Whether You're Six or 60, Get Plenty of Calcium
Whether You're Six or 60, Get Plenty of Calcium

It's pretty obvious why kids and teenagers need calcium. For every inch they grow in height or pound they gain in muscle, their bones are also growing to support it, lengthening and strengthening every year.

Bones, made primarily of calcium and phosphorus, are living, dynamic organs, constantly breaking themselves down and building themselves back up, both to repair small damages and to act as backup for blood calcium, if there isn't enough coming in from the diet. Up to age 30, bones build more than they break down. But after that, the balance tips the other way, and bones build up less, making it important to have plenty of calcium in the diet at every age.

About 99 percent of the calcium in our bodies is stored in our bones. The one percent in our blood regulates our heart beat and helps neurons fire and muscles contract, which is why it's great to have a large calcium reserve in our bones. However, the more calcium that is pulled from the bones, the weaker they will become. This is why it's so important to get plenty of calcium in our diets. Whether you're 6 or 60, eating plenty of calcium is crucial.

Best Sources of Calcium

Dairy products like milk, yogurt and cheese are the best sources of calcium. Vitamin D helps our bodies better absorb calcium, so milk, which has vitamin D added, is an especially good source of calcium. Other good sources include fish like sardines or salmon, tofu, fortified orange juice, beans and leafy greens. When preparing leafy greens, add a squeeze of lemon: vitamin C makes calcium from vegetables easier for your body to absorb.

To ensure strong, healthy bones throughout your life, follow these guidelines.

In Grade School and High School:

When you're young, your bones are like a savings account; put as much calcium as possible into your account so you can use it later in life. Bones build more than they break down until about age 30, so now is the time to build. If you're a parent, this is a great time to model good eating habits for your kids. If you drink three glasses of milk a day, chances are they will, too. Serving calcium-rich foods at every meal is also a great way to help them "save up" and have strong bones into the future.

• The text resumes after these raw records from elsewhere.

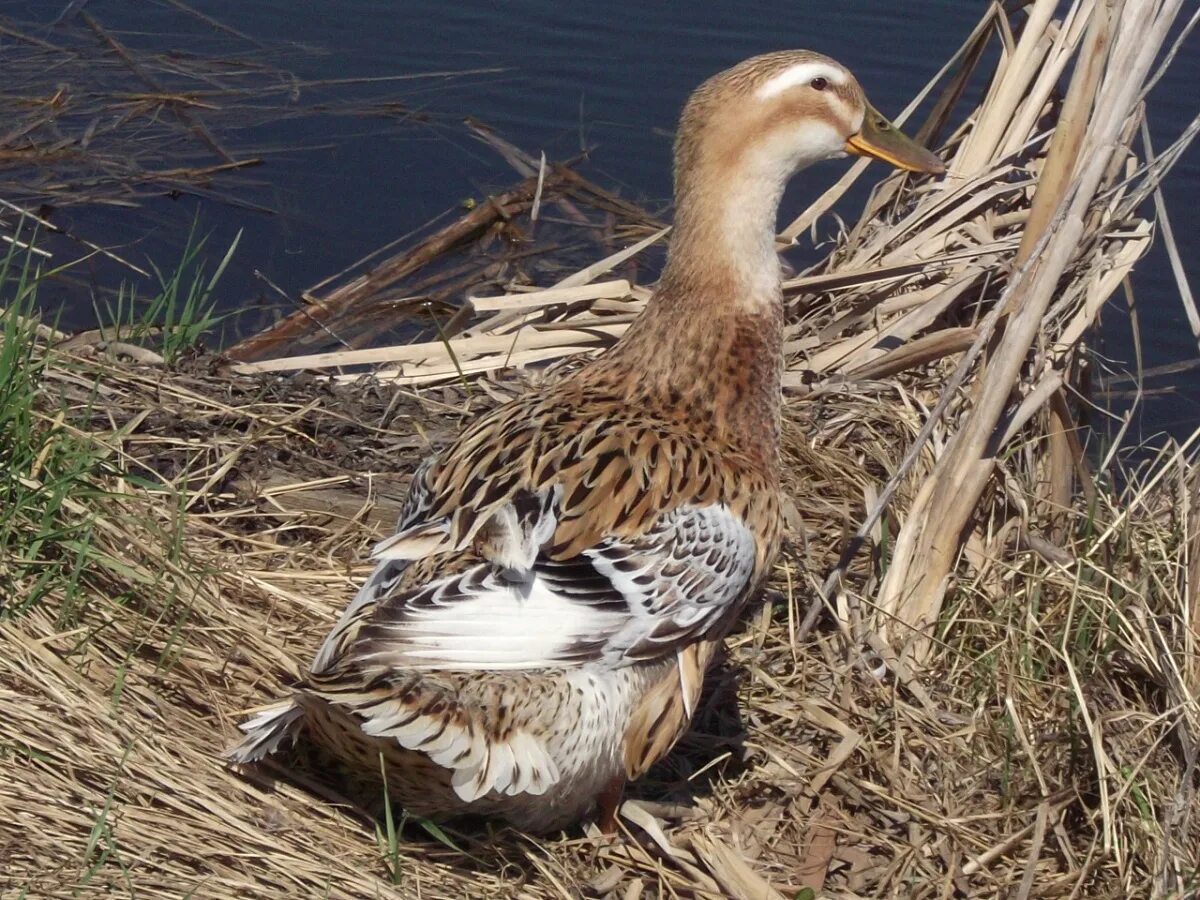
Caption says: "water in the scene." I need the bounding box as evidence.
[7,0,1200,437]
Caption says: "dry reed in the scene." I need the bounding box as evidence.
[0,0,1200,900]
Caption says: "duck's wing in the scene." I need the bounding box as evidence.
[333,504,756,677]
[294,401,778,800]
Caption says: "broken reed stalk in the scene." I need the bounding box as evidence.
[878,0,1180,662]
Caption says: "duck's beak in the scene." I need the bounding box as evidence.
[846,103,946,175]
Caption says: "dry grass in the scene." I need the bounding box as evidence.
[0,1,1200,900]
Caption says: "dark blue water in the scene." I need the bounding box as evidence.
[0,0,1200,436]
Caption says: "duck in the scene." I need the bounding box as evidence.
[227,50,944,834]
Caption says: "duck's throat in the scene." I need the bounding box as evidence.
[606,174,784,452]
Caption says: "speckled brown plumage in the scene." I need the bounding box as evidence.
[230,45,940,830]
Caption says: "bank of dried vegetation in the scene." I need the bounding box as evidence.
[0,0,1200,900]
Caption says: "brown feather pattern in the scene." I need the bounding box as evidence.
[223,52,907,830]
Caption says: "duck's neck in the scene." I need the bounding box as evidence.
[595,156,785,456]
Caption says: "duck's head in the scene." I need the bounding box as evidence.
[676,50,946,196]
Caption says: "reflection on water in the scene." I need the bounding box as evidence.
[0,0,1200,434]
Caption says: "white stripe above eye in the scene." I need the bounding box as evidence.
[757,62,846,100]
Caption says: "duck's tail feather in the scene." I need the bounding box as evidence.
[224,700,304,763]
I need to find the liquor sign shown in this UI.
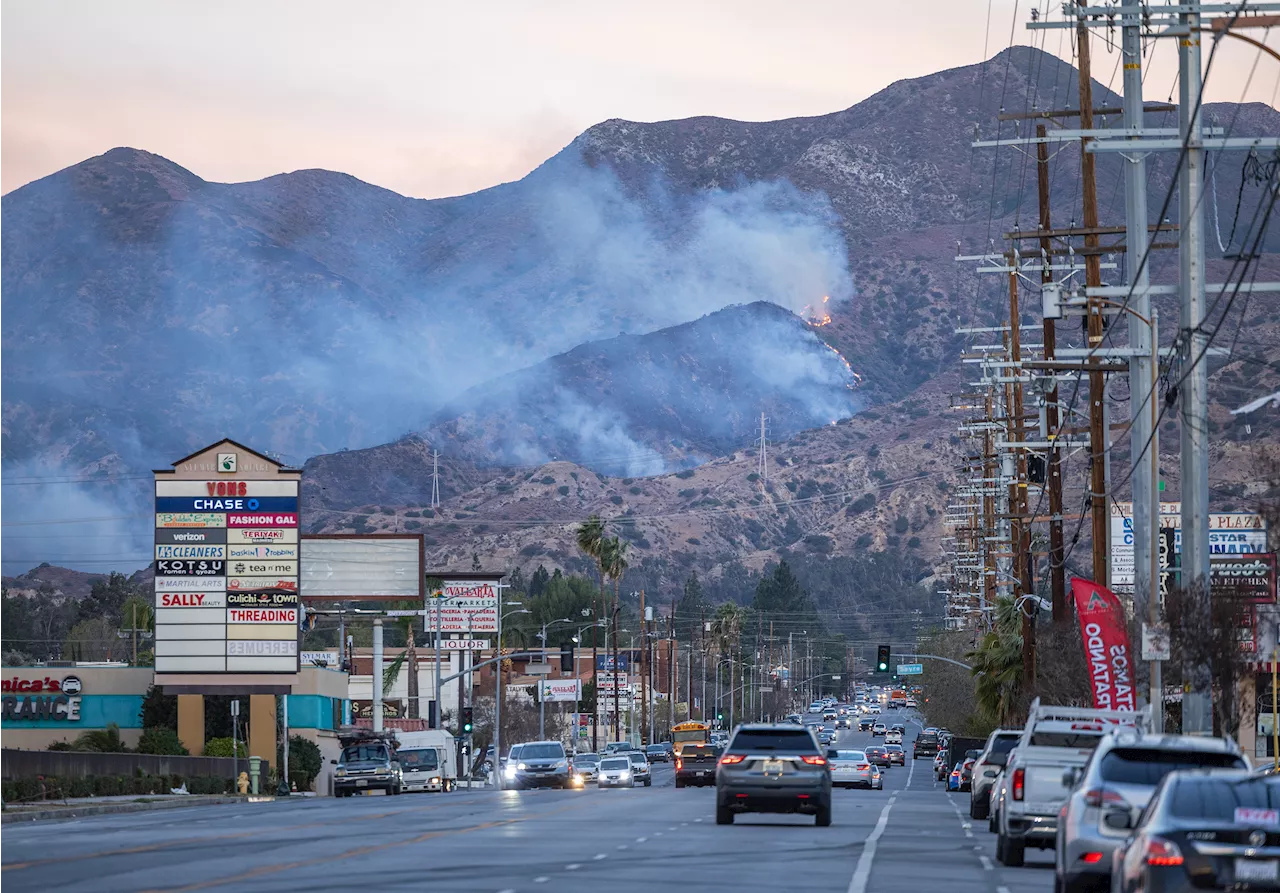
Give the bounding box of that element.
[1110,502,1267,592]
[426,577,499,633]
[155,440,302,674]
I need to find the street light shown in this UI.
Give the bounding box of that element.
[538,617,573,741]
[493,601,534,791]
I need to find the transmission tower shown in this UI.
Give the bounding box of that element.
[431,449,440,508]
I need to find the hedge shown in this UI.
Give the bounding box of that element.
[0,775,232,803]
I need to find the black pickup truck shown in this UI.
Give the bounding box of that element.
[676,745,721,788]
[911,732,938,760]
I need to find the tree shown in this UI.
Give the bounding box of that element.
[965,597,1023,727]
[63,617,124,660]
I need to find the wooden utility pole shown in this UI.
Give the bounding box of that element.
[1075,0,1111,586]
[640,590,650,745]
[1036,124,1070,624]
[1005,257,1048,697]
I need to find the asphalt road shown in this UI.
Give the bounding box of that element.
[0,714,1052,893]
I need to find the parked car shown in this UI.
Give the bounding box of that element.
[676,745,721,788]
[596,754,635,789]
[573,754,600,784]
[969,729,1023,819]
[644,745,671,763]
[716,723,831,826]
[1053,732,1248,893]
[827,750,879,788]
[623,751,653,788]
[516,741,573,788]
[1102,770,1280,893]
[996,699,1149,867]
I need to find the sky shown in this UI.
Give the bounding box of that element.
[0,0,1280,197]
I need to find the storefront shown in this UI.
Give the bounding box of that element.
[0,664,152,750]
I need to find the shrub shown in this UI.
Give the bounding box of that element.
[138,729,191,756]
[205,738,248,757]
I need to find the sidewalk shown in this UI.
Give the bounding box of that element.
[0,793,246,825]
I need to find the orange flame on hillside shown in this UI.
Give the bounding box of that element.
[800,294,831,328]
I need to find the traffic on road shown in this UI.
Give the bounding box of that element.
[0,680,1280,893]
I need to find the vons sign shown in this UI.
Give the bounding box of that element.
[0,676,83,723]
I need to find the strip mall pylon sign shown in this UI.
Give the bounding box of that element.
[1071,577,1137,710]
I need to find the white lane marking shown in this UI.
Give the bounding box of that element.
[849,794,897,893]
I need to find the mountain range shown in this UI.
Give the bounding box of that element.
[0,47,1280,583]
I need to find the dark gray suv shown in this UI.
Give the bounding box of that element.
[716,723,831,828]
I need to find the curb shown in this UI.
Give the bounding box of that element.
[0,797,244,825]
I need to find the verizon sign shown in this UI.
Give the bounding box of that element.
[426,577,500,633]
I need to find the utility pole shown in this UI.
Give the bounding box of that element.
[640,590,650,745]
[1006,252,1048,697]
[756,412,769,486]
[1120,9,1167,732]
[1036,124,1070,624]
[1075,0,1105,586]
[1178,5,1213,734]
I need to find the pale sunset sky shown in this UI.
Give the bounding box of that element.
[0,0,1280,197]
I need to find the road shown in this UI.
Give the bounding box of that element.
[0,716,1053,893]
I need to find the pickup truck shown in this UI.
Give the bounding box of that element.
[995,699,1147,867]
[676,745,721,788]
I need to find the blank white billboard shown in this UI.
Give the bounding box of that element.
[298,535,426,600]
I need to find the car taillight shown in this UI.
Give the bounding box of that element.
[1143,837,1183,866]
[1084,788,1129,806]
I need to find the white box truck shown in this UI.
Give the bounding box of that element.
[396,729,458,792]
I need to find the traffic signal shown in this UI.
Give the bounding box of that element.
[876,645,891,673]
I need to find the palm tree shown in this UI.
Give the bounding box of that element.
[600,536,628,741]
[965,597,1023,725]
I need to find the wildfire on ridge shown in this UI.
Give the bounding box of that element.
[800,294,831,329]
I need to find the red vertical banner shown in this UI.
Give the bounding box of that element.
[1071,577,1137,710]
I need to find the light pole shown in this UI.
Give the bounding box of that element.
[573,619,604,754]
[493,601,532,791]
[538,617,573,741]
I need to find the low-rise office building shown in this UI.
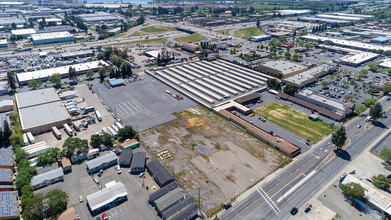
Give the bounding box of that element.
[31,167,64,190]
[86,152,118,173]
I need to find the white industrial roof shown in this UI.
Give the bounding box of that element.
[15,88,60,109]
[262,60,307,75]
[299,89,346,112]
[31,167,64,186]
[87,182,128,211]
[11,28,37,35]
[19,102,70,130]
[31,31,73,41]
[342,174,391,215]
[16,61,108,83]
[301,34,391,51]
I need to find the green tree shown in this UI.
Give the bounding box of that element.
[369,102,383,121]
[341,182,368,203]
[22,194,46,220]
[283,83,299,96]
[2,120,12,143]
[27,79,42,90]
[61,138,88,157]
[98,67,106,82]
[37,147,60,166]
[45,189,68,217]
[7,71,16,91]
[118,125,138,142]
[86,70,94,79]
[331,126,347,150]
[371,174,391,191]
[320,81,330,88]
[383,85,391,95]
[355,103,367,114]
[49,73,61,86]
[379,146,391,162]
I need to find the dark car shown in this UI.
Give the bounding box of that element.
[291,207,299,215]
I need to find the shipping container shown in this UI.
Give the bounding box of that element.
[64,124,73,137]
[95,110,102,121]
[23,133,29,146]
[26,132,35,144]
[52,126,62,139]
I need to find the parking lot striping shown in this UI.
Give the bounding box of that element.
[257,187,280,214]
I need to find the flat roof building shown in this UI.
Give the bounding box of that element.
[31,31,75,45]
[16,61,109,85]
[15,88,69,134]
[0,191,20,219]
[87,181,128,215]
[31,167,64,190]
[11,28,37,37]
[259,60,308,78]
[86,152,118,173]
[147,160,175,187]
[282,64,337,88]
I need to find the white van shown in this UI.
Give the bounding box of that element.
[117,164,121,174]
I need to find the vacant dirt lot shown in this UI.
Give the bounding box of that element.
[140,106,288,215]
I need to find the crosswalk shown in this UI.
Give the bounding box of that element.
[115,99,146,118]
[257,187,280,215]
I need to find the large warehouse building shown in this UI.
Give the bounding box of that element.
[16,61,109,85]
[15,88,69,134]
[145,60,272,107]
[31,31,75,45]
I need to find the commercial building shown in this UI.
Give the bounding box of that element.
[259,60,308,78]
[147,160,175,187]
[31,167,64,190]
[87,181,128,215]
[155,188,184,213]
[0,100,14,112]
[11,28,37,37]
[118,148,133,167]
[0,191,20,219]
[0,168,14,185]
[76,12,119,23]
[282,64,337,88]
[250,35,272,42]
[31,31,75,45]
[148,182,178,206]
[130,152,146,173]
[86,152,118,173]
[182,43,201,53]
[300,34,391,51]
[160,197,198,220]
[0,39,8,48]
[15,88,69,134]
[341,174,391,217]
[0,149,15,169]
[295,89,349,115]
[16,61,109,85]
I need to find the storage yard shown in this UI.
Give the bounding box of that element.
[149,60,272,106]
[140,106,288,214]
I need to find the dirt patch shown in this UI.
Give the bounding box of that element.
[140,106,288,217]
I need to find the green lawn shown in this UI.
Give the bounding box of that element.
[215,29,232,36]
[175,33,205,42]
[255,102,333,142]
[235,27,266,38]
[129,37,167,44]
[141,25,176,34]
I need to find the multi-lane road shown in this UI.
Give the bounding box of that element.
[220,99,391,220]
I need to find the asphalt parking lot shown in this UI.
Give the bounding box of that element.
[94,74,197,131]
[61,151,159,220]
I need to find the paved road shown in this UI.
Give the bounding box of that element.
[220,98,391,220]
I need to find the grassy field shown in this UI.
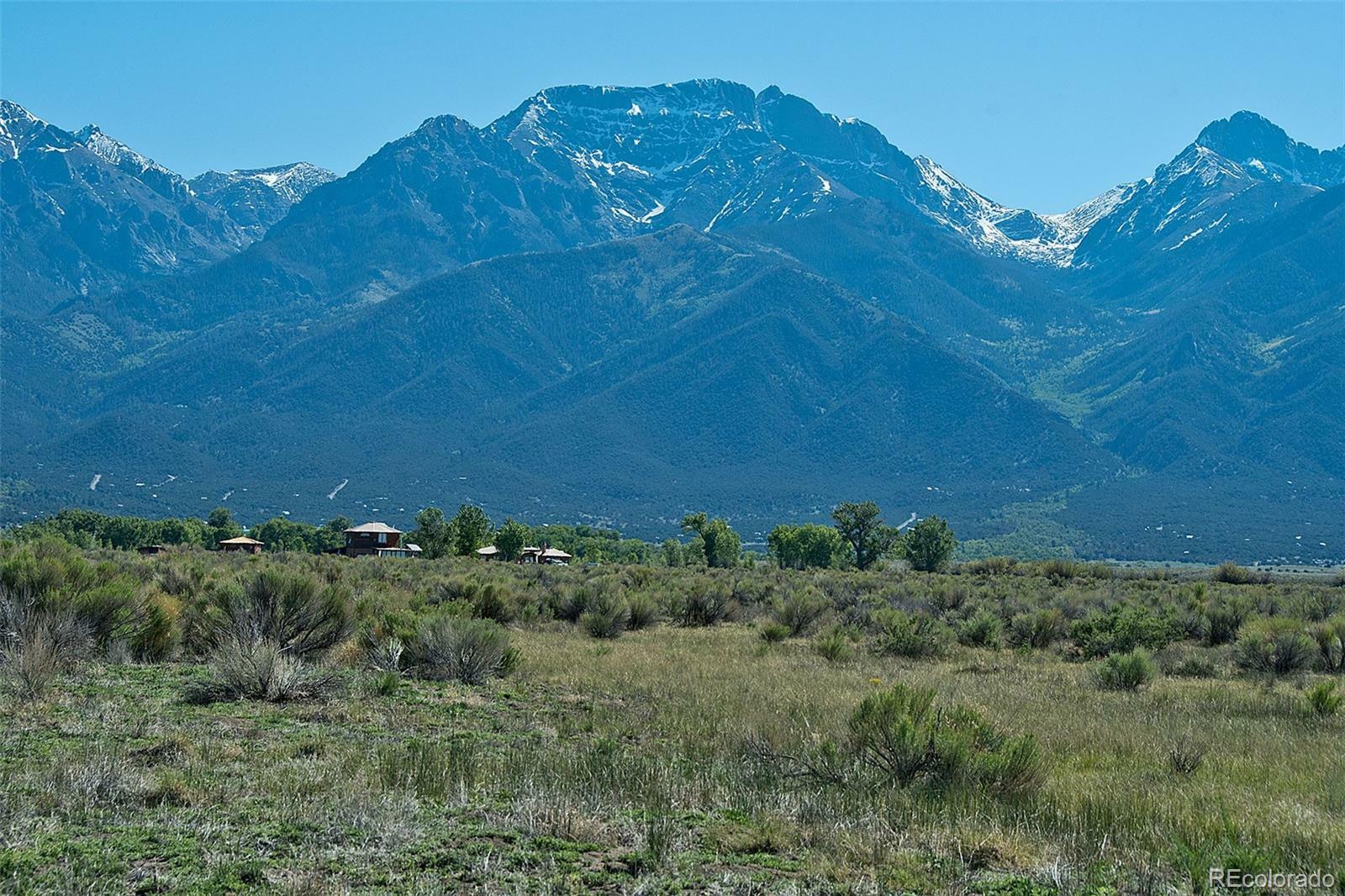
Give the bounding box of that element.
[0,545,1345,893]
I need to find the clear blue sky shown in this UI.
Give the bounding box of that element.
[0,2,1345,211]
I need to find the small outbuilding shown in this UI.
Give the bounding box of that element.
[520,545,574,567]
[340,522,409,557]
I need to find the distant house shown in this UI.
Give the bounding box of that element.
[476,545,573,565]
[476,545,573,565]
[522,545,574,567]
[340,522,421,557]
[378,542,421,557]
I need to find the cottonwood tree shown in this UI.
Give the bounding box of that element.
[206,507,244,547]
[495,517,527,560]
[765,524,845,569]
[901,517,957,572]
[406,507,455,560]
[682,513,742,567]
[452,504,491,557]
[831,500,899,569]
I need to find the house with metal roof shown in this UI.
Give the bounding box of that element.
[339,522,409,557]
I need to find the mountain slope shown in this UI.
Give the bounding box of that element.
[8,228,1114,531]
[0,101,245,315]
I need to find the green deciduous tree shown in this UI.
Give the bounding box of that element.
[901,517,957,572]
[249,517,314,551]
[682,513,742,567]
[831,500,897,569]
[765,524,845,569]
[206,507,244,547]
[406,507,453,560]
[451,504,491,557]
[495,518,529,560]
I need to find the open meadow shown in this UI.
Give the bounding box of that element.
[0,540,1345,893]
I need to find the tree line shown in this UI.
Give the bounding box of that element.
[7,500,957,572]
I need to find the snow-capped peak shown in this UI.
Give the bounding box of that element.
[191,161,336,203]
[0,99,70,159]
[76,124,191,200]
[915,156,1134,268]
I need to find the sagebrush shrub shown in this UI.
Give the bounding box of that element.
[1069,603,1181,656]
[672,577,731,625]
[468,581,518,623]
[1094,647,1158,690]
[872,609,952,659]
[1209,560,1269,585]
[812,625,856,663]
[187,638,340,703]
[849,685,1044,797]
[580,591,627,638]
[1168,736,1209,775]
[625,593,659,631]
[1155,645,1219,678]
[213,569,352,658]
[1233,618,1318,676]
[1205,598,1251,647]
[1009,607,1068,650]
[772,587,831,638]
[406,614,518,685]
[957,609,1005,650]
[0,587,92,699]
[1303,681,1345,717]
[1311,614,1345,672]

In Your 20s through 40s: Maximize Your Calcium

You're still building bone until about age 30, so use this time to get plenty of calcium each day. In your 40s you want to maintain bone strength before the loss of bone that begins during menopause. Continue to get three servings of milk and dairy foods each day to make sure your bones keep the calcium they have. Exercise, too, keeps bones healthy, so try to get about 120 minutes per week of jogging, walking, aerobics, stair climbing, tennis or other activities you enjoy.

In Your 50s and Beyond: Minimize Your Calcium Losses

Bone strength naturally begins to decline after menopause because of lower estrogen levels. The same process happens to men, only a little slower. Estrogen in women, along with calcium from food and weight-bearing exercise, helps preserve bone mass. Getting plenty of calcium from food can help slow bone loss.

Osteoporosis is the result of calcium being drawn away from bones without being replaced, leaving bones lacey, delicate and prone to breaks.

Food sources of calcium are best, as they provide other important nutrients. Continue to get three servings of milk and milk products each day, along with other foods that offer calcium. Just as in the rest of your life, exercise is a great way to keep bones strong.

Our bones are a pretty important part of our bodies that we tend to take for granted. Even though you never see them, they give you support and structure, so lend them a hand with plenty of calcium throughout your life!

References:

1. Ross A. Modern nutrition in health and disease (11th ed.). 2014. Philadelphia: Wolters Kluwer Health/Lippincott Williams & Wilkins.  

2. Golden NH, Abrams SA. Optimizing bone health in children and adolescents. Pediatrics. 2014 oct;134(4):e1229-43.